One way to handle them is to pre-process the parallel corpus before training and then run the SMT tools. Pre-processing could include:
- Transliteration and back transliterations models need to be incorporated. An important problem is to identify the named entities in the first place.
- Splitting words for a morphology rich input language. Compounding and segmentation can be handled similarly.
- Re-ordering worries can be handled by re-ordering the input language sentences in a pre-processing before feeding it to the SMT system. This re-ordering can be done either by handcrafted rules or learnt from data. This could be shallow like POS tag based re-ordering rules or full fledged parsed based.
Similarly, some work may be done on the post processing side:
- If the output language is morphologically complex, then the morphological generation can take place in the post processing step after SMT. This assumes that the SMT system has generated enough information to be able to generate output morphology.
- Alternatively, in order to ensure grammaticallity of the output sentences, we can do re-ranking of the candidate translations on the output side based on syntactic features like agreement and parse correctness. Note that a distinction has been made between correctness of syntactic parse quality as defined for parsing and as required for MT systems.

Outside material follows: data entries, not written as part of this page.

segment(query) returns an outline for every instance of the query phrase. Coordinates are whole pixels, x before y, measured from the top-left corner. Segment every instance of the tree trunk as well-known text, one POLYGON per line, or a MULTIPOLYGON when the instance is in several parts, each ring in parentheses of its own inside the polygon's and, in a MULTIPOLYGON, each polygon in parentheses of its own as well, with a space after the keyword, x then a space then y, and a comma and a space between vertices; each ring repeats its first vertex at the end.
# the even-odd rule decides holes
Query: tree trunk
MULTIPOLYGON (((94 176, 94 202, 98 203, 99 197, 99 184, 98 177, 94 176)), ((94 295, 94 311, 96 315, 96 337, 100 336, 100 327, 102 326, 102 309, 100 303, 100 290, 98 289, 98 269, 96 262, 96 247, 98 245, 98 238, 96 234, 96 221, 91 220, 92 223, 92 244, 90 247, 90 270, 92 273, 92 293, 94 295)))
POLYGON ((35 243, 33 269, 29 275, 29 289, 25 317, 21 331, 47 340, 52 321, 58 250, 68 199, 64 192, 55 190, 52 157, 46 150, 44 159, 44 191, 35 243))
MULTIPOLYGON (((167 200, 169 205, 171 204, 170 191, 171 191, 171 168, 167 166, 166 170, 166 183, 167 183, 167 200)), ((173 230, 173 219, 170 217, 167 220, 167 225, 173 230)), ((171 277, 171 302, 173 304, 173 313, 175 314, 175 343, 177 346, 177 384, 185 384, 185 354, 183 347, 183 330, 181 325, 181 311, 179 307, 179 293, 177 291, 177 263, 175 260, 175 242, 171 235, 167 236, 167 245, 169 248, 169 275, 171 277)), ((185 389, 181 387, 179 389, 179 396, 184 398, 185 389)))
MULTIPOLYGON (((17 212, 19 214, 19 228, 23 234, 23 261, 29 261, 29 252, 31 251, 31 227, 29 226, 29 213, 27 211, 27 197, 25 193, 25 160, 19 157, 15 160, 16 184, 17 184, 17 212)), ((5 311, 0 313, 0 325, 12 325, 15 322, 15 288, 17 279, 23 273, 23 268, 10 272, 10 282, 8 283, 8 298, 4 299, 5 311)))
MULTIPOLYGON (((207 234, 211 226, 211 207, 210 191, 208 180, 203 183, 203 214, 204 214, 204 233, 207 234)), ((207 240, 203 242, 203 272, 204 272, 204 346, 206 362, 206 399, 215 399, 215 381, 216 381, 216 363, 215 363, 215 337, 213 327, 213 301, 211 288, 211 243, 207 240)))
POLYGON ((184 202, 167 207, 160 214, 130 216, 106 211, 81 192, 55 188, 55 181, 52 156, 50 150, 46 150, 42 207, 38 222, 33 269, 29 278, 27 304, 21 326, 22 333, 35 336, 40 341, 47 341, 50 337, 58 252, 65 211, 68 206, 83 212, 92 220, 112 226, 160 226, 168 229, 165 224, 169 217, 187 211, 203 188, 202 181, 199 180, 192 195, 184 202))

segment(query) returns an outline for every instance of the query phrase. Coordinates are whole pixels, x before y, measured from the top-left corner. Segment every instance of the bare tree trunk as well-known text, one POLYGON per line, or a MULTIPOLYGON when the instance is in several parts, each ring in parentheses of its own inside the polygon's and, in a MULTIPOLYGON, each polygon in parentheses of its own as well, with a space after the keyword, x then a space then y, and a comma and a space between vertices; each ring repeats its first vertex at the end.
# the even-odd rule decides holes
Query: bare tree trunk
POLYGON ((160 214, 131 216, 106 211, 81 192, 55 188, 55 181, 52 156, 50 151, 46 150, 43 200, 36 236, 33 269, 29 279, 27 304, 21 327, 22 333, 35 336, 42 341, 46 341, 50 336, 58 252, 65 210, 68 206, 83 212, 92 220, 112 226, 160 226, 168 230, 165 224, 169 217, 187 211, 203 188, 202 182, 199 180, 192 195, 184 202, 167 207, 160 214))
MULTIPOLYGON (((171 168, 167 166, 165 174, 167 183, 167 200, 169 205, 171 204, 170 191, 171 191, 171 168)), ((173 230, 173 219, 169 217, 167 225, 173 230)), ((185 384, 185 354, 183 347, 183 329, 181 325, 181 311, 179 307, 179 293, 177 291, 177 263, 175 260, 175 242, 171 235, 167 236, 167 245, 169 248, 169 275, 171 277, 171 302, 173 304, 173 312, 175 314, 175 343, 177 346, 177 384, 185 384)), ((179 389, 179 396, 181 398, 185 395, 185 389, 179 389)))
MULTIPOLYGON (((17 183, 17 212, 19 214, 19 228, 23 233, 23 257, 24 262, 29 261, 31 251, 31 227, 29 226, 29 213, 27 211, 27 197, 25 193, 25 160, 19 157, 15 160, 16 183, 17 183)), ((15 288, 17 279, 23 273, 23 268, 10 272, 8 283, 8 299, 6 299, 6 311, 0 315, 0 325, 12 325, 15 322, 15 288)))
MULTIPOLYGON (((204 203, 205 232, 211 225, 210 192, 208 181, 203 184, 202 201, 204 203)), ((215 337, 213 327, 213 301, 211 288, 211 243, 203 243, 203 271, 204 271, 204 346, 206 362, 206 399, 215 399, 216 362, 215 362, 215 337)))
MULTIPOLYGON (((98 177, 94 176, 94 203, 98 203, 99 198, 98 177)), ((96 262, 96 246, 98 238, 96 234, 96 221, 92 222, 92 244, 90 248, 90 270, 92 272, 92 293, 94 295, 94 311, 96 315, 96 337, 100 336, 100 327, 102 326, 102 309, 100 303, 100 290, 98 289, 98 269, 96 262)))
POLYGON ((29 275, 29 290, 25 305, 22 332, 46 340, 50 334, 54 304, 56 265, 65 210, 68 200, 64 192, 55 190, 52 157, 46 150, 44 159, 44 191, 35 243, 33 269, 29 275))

The problem with such pre-processing and post-processing components is that these are themselves prone to error. The system does not handle all the errors in all components in an integrated framework, and necessitates the use of hard decision boundaries. A probabilistic approach which incorporates all these pre- and post-processing components would make a cleaner and more elegant approach. That is the motivation behind the factored translation model. In this model, the factors are basically annotations on the input and output words (e.g. morphology, POS factors). Translation and generation functions are defined on the factors, and these are integrated using a log linear model. This provides the best way to test a diverse set of features in a structured way. Of course, the size of the phrase translation table will now grow, but this can be handled by using pre-compiled data structured. Decoding could also blow up, but pruning can be used to cut the search space.